University of Sydney gifts Lego Acropolis to Acropolis Museum

Lego Acropolis

A replica of the Parthenon temple and the Acropolis in Athens have been built out of Lego pieces at the Nicholson Museum of the University of Sydney and are now on their way to Greece.

Australia’s only certified professional Lego designer Ryan McNaught, also known as “The Brickman”, is the man responsible for creating multiple ancient monument replicas and miniatures out of Lego, including this one of the Acropolis.

The Lego Acropolis is made out of 120,000 Lego bricks and took McNaught approximately 300 hours to build.

The British Museum may refuse to return the Parthenon sculptures and marbles to Athens, but we will donate an entire Acropolis to the Acropolis Museum,” Michael Turner, curator of the Nicholson Museum at the University of Sydney, said jokingly.

Lego Acropolis
* 📷’The Brickman’ Ryan McNaught – Lego Acropolis

The Acropolis model is as “faithful and similar” as possible to the authentic Acropolis with the Parthenon, the Temple of Athena Nike, the smaller temple of the Erechtheion and the Propylaea gates, among other symbolic monuments also constructed in Lego.

McNaught, in an attempt to present the comicotragic history and “abuse” of the sacred monument and symbol of Greece, created various Lego characters that represent real people and real events that occurred in the past.

For example, starting from the small Conservatory of the Acropolis, Ancient Greek hero Theseus – made of course out of Lego – is seen  trying to figure out the exit path of the maze, where the notorious monster, Minotaur, lived (this of course is an event that happened in the island of Crete).

Later, at the theatre of Odeon of Herodes Atticus, British singer Elton John gives a concert for visitors and tourists.

Also, Lego Lord Elgin and his crew are depicted removing the marbles of the Parthenon and taking them away, while the founder of psychoanalysis and psychopathology, Sigmund Freud, in his Lego form, is seen walking around and admiring the ancient monuments of Acropolis, as it happened when he visited Athens in 1904.

The Lego Acropolis has attracted more than 100,000 visitors to the Nicholson Museum in Sydney, while the previous exhibition, the Italian Lego Colosseum, attracted 90,000 visitors in 2012.
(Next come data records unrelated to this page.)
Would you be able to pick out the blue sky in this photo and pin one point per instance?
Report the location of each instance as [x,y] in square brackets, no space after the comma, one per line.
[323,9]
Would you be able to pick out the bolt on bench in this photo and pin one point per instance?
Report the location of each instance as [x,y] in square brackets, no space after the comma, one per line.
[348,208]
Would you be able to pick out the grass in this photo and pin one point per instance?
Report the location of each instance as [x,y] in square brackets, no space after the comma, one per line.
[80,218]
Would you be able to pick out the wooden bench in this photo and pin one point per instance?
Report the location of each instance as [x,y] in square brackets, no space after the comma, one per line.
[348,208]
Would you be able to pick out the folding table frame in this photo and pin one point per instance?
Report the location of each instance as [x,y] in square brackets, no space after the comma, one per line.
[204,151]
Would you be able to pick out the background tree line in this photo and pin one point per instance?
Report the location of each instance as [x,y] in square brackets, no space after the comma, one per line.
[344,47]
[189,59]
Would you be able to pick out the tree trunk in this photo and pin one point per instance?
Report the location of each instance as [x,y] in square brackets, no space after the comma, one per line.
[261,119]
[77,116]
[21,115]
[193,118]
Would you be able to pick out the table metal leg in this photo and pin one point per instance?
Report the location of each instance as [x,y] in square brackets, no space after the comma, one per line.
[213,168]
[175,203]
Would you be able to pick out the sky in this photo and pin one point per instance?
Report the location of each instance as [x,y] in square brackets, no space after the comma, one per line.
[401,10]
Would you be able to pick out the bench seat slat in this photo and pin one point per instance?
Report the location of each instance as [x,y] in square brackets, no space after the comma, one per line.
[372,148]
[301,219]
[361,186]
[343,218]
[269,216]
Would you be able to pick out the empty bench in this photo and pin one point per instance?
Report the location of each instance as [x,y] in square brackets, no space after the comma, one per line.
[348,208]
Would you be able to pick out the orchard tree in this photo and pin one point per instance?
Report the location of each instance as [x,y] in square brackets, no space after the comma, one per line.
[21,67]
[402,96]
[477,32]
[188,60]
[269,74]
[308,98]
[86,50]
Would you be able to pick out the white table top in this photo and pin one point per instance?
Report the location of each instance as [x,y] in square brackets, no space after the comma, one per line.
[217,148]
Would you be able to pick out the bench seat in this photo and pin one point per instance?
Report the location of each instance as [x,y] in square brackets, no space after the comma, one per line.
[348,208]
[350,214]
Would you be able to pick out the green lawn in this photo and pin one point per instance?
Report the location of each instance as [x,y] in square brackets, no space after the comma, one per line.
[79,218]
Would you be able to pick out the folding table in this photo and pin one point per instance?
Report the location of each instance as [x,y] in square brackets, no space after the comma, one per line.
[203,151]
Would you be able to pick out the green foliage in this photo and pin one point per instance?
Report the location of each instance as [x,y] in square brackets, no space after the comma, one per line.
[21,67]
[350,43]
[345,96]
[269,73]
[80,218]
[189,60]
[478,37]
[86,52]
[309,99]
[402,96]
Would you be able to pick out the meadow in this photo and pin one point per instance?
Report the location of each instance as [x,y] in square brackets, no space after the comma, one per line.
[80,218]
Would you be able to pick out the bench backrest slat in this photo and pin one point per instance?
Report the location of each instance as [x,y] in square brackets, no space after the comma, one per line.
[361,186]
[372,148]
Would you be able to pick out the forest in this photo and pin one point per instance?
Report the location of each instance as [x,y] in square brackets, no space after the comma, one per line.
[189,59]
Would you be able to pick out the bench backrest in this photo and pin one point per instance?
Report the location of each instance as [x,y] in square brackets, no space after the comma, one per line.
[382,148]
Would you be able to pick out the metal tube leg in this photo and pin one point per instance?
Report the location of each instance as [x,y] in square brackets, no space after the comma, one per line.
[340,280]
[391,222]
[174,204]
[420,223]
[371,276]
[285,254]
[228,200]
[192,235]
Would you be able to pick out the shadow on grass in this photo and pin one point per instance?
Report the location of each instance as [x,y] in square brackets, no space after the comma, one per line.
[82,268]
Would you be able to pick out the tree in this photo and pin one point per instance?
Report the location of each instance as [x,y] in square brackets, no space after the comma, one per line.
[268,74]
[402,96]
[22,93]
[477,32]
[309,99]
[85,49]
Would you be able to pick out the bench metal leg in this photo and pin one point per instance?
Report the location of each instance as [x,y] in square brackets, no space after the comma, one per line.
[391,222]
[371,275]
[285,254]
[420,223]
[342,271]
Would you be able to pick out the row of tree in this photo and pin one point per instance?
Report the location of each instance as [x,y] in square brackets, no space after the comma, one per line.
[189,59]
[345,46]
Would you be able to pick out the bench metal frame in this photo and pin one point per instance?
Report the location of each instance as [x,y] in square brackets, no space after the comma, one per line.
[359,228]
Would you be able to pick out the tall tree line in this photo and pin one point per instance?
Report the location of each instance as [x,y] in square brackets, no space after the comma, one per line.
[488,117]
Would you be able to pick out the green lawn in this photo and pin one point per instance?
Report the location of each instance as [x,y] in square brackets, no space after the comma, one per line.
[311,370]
When it was first exhibited at the University of Sydney, the Lego Acropolis was displayed in two different versions: as it is today – with certain of its parts ruined or stolen as centuries passed by – and a second version of the Parthenon, as it was in the 5th century BC, the Golden Age of Pericles.

This exhibition of the university was organized in Australia as part of a series of exhibitions that are designed to arouse an interest in antiquity, ancient history and culture in both children and adults alike.

The Nicholson Museum of the University of Sydney was the largest archaeological museum in both Australia and the Southern Hemisphere and housed the biggest collection of antiques, sculptures, and monuments in the country.

Originally established in 1860, the Nicholson Museum showcased pieces of “ancient history” from Greece, Cyprus, Italy, Egypt and other countries.

The Brickman Ryan McNaught's The Acropolis
* The Brickman Ryan McNaught’s The Acropolis

As of February 2020, it was decided that the iconic Australian museum will close and from November 2020 the Chau Chak Wing Museum, of the University of Sydney, will continue to display all its collections.

Along with this big change, a variety of items, both ancient and modern, will be sent away to different parts of the world permanently or for temporary exhibitions, including the Lego Acropolis, which has been sent to Greece as a gift and sign of respect for the country’s cultural influence.

In 2018, the new Acropolis Museum in Athens reportedly asked the Nicholson Museum, to borrow the Lego Acropolis so that it could be displayed in its halls, closer than ever to the original temple of Parthenon.

The management team of the Australian museum immediately responded in the affirmative, and decided to instead donate the Lego piece to Athens.

This could only happen in my wildest dreams” said emphatically Michael Turner, the curator of the Australian museum.

I was up all night when we decided to donate the Lego Acropolis. I could not believe how honourable the request of the Greeks to us was. I informed the Acropolis Museum in Athens that they could not just borrow this exhibition, but we would gift it to them!” he added.

Already the Lego monuments, buildings, sculptures and characters, like Lord Elgin and Sigmund Freud, are on their way to Greece from Sydney, while the Lego Pompeii is being prepared to be showcased in Australia at the University of Sydney.

The Acropolis model is expected to arrive at the Acropolis Museum very soon, and will be presented on the second floor, which houses the restaurant, library and part of the educational programs of the museum.